11 Seguindo uma interpretação inaugurada por Fink, De Boer vê nessa série de oposições
entre o noema e a “realidade”, estabelecidas por Husserl desde o primeiro livro de Idéias,
uma nítida recaída no psicologismo (cf . DE BOER, 1978, pp. 425 a 429). O verdadeiro
noema transcendental precisaria ser idêntico ao real e, ao fazer essa série de distinções,
Husserl escorregaria para uma versão psicológica do noema, que seria agora algo de psíquico
que “representaria” o real na consciência. Os textos de Husserl não dão qualquer caução a
essa interpretação. Eles afastam enfaticamente o noema da região do “psíquico” e lhe
atribuem “algo de lógico”. O noema não designa a realidade, mas o fenômeno, o modo
como o real torna-se consciente. E a exposição (Darstellung) do objeto no fenômeno não é
de forma alguma uma “representação”, severamente criticada por Husserl nessas páginas.
12 HUSSERL, Manuscrito A VI 30, pp. 39 a/b e 40 a (entre 1918 e 1921), apud MARBACH,
1974, 318.
13 Rudolf Bernet, em seu artigo sobre “O conceito de noema” (in BERNET, 1994. pp. 65 a
92), declara guerra aberta aos textos de Husserl ao afirmar, sem declinar qualquer razão, que
“há pouco sentido” em se determinar o noema como “algo de idêntico e de supra temporal”(pp. 71/2). Afirmando dogmaticamente essa tese, o autor considera então “como adquirido” que o correlato noemático de um ato “é individualizado temporalmente, exatamente
como o próprio ato” (p. 72). Bernet sublinha a “não independência” do noema, afirmada no
primeiro livro de Idéias, mas omite ou corrige todos os textos em que Husserl apresenta o
noema como a generalização da idéia de significação para o domínio completo dos atos, e lhe
atribui um componente “lógico”. Assim como omite os textos em que Husserl desfaz a
equivalência entre esse e percipi no domínio dos transcendentes, bem como aqueles que
conferem ao fenômeno no sentido ôntico uma espécie de “objetividade”. O resultado desta
hermenêutica em que sistematicamente se omite ou se corrige os textos não se faz esperar: o
noema é contrabandeado para a região do psíquico, visto que o autor o situará na “esfera do
mental” (p. 75). Pior ainda, a fenomenologia assim emendada reata com a doutrina clássica da
representação, expressamente criticada por Husserl: o noema será apresentado por Bernet
como “representante mental da coisa real” (p. 75).
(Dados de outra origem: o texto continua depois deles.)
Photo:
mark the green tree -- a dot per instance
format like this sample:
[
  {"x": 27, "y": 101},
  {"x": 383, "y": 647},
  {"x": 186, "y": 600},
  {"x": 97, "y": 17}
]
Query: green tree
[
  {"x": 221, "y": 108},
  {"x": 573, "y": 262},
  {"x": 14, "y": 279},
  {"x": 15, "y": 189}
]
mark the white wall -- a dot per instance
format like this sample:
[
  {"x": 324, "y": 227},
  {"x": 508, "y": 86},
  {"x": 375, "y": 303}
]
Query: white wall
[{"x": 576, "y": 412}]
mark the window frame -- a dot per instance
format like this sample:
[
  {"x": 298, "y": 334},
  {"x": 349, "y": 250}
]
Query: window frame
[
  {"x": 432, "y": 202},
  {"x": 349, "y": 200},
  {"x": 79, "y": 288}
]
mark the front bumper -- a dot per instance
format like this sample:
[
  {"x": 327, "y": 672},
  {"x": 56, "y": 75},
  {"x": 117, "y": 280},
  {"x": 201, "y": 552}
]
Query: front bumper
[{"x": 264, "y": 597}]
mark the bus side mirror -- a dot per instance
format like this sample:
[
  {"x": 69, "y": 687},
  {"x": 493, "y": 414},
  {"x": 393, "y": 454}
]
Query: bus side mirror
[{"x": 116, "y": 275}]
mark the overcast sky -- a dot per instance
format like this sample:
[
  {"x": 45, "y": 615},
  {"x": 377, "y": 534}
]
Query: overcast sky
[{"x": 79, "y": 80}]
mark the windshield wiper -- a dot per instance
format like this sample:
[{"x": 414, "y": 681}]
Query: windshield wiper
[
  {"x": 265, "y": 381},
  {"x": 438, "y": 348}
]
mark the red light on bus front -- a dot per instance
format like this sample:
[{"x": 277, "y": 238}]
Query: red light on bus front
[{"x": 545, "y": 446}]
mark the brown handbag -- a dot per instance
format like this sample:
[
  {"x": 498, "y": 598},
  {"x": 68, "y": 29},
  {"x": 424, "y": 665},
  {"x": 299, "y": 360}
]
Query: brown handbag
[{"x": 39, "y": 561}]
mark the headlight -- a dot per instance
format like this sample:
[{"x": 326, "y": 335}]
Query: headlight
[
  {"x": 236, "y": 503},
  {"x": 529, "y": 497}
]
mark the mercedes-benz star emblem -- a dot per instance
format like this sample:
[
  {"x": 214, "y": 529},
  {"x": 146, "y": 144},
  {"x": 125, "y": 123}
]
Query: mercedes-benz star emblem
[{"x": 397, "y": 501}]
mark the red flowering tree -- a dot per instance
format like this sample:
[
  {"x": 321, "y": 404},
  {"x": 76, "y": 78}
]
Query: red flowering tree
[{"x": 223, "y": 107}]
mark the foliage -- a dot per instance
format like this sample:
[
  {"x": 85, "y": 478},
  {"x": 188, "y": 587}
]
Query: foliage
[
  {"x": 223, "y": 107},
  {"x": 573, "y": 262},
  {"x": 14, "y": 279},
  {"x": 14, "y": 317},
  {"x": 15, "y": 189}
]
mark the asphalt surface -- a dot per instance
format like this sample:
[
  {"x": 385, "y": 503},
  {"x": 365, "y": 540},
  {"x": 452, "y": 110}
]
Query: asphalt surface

14 Cf. HUSSERL, 1984, p. 430:“Finalmente chegamos à consciência do tempo como à últi-
ma. Entre ela e o objeto posto e legitimamente posto no conhecimento há uma série de objetos ‘ideais’, nós poderíamos dizer de significações no sentido amplo e de fenômenos”.
15 Cf. HUSSERL, 2001, 29.Além da indecisão quanto às teses filosóficas, característica desses
“manuscritos de pesquisa”, Husserl também vacila ali quanto à terminologia. Assim, à p. 184
a expressão “tempo transcendental” será empregada para designar o “tempo fenomenológico”, ou o transcendental da “primeira camada”.